Juízes do STJ exigem desagravo aos órgãos de soberania
Os juízes conselheiros do Supremo Tribunal da Justiça (STJ) anunciaram, ontem, que, enquanto se mantiver o “clima de hostilidade” e de “desconsideração à dignidade do Poder Judicial” e dos seus titulares, não tomarão parte em qualquer acto ou solenidade a que devam comparecer por cortesia institucional. Um recado com vários destinatários, todos eles, órgãos de soberania nacional.
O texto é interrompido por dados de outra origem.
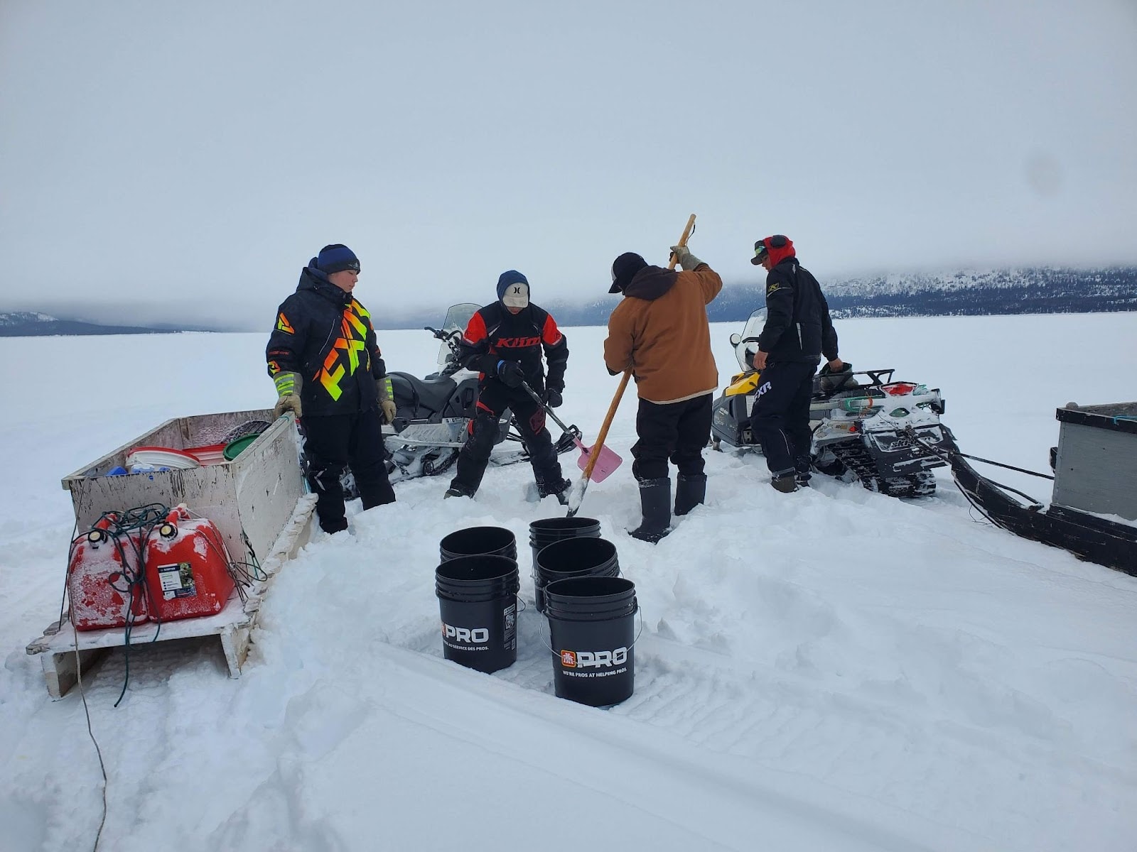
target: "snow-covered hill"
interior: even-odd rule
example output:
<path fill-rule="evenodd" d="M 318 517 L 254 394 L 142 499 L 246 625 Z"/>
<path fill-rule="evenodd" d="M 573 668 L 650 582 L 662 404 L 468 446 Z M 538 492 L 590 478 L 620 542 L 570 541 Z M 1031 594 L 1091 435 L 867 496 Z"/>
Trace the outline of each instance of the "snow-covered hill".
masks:
<path fill-rule="evenodd" d="M 720 384 L 735 329 L 713 329 Z M 857 368 L 941 387 L 965 451 L 1022 467 L 1045 468 L 1057 407 L 1134 395 L 1132 314 L 838 331 Z M 568 335 L 561 412 L 587 441 L 616 379 L 603 329 Z M 424 332 L 381 343 L 392 369 L 433 365 Z M 58 612 L 59 477 L 168 417 L 269 402 L 263 352 L 264 335 L 0 341 L 5 852 L 89 849 L 101 816 L 80 696 L 48 701 L 24 653 Z M 443 661 L 439 540 L 512 529 L 531 602 L 528 525 L 563 509 L 525 502 L 522 467 L 490 470 L 472 502 L 404 483 L 280 574 L 240 680 L 192 646 L 135 648 L 118 709 L 123 655 L 88 678 L 110 776 L 100 849 L 1132 850 L 1137 579 L 990 527 L 946 477 L 927 500 L 836 481 L 782 495 L 761 458 L 725 453 L 707 453 L 706 507 L 657 546 L 634 541 L 634 410 L 624 400 L 608 442 L 624 466 L 581 509 L 637 584 L 630 700 L 556 699 L 532 609 L 513 667 Z"/>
A situação poderá degradar-se ainda mais.
Conforme a declaração pública, assinada por todos os juízes conselheiros do STJ, exceptuando a presidente, Fátima Coronel, o comunicado público, lido por Benfeito Mosso Ramos, decorre das afirmações de uma deputada da Nação (Mircea Delgado, do MpD), feita no passado dia 29 de Outubro, aquando do debate parlamentar sobre o Estado da Justiça.
Na ocasião, essa parlamentar questionou a situação do sector, evocando vários dos argumentos que têm sido utilizados pelo advogado Amadeu Oliveira, acusando os juízes de serem corruptos, sem que nada aconteça, nem a quem acusa, nem aos acusados (ver caixa ao lado).
Sem citar o nome da deputada, diz a declaração do STJ que a pretexto do referido debate parlamentar, “aproveitou-se para retomar, com indisfarçável propósito de lhes emprestar credibilidade, impropérios que têm vindo a ser desferidos contra certos Magistrados Judiciais, alguns dos quais em exercício na Mais Alta Instância Judicial do nosso País, como é o caso da Veneranda Presidente do Supremo Tribunal de Justiça”.
Os juízes conselheiros reconhecem, no entanto, que constitui, “sem menor dúvida”, direito de os representantes da Nação, bem como de qualquer cidadão criticar e chamar à atenção para as “disfunções” da justiça, mas “o que já não se afigura de todo admissível num Estado de Direito é que esse escrutínio democrático seja aproveitado para se fazer extrapolações visando conspurcar o bom nome de Magistrados, em violação, desde logo, do direito à honra que a Constituição da República reconhece a todos os cidadãos”.
O mesmo colectivo mostra-se contudo indignado com o facto de durante a referida intervenção, “em nenhum momento se ter ouvido uma voz, uma única voz, a convidar a ilustre deputada a respeitar o bom nome de cidadãos indefesos, no caso dos Magistrados Judiciais que, nesta qualidade são tão titulares de órgãos de soberania como os Deputados”.
Mas, “o mais grave”, na óptica desses magistrados, é que passado 27 dias da referida declaração ainda não se tem conhecimento de qualquer demarcação em relação a este assunto, nem do Parlamento, nem do Governo e muito menos do Presidente da República.
A ausência desse desagravo público leva os juízes conselheiros do STJ a presumirem que a intervenção de Mircea Delgado merece a provação de quem, “por razões de princípio, ou pelas suas responsabilidades constitucionais, não pode transigir com tal situação”.
Na sua declaração, os Juízes Conselheiros do STJ repudiam e denunciam, entretanto, a tentativa de “condicionar” o Poder Judicial no país, incluindo a autonomia do Ministério Público, através da retaliação pelas suas decisões, “nalguns casos com o envolvimento ou a anuência de cargos políticos”.
Abertura do ano judicial
Esta declaração pública do STJ é, no fundo, mais um capítulo no mal estar que parece ter-se instalado na justiça e que poderá conhecer outros desenvolvimentos, proximamente. A continuar, tudo indica que o colectivo do STJ não deverá tomar parte na abertura solene do próximo ano judicial que normalmente acontece em Novembro e que é presidida pelo chefe de Estado.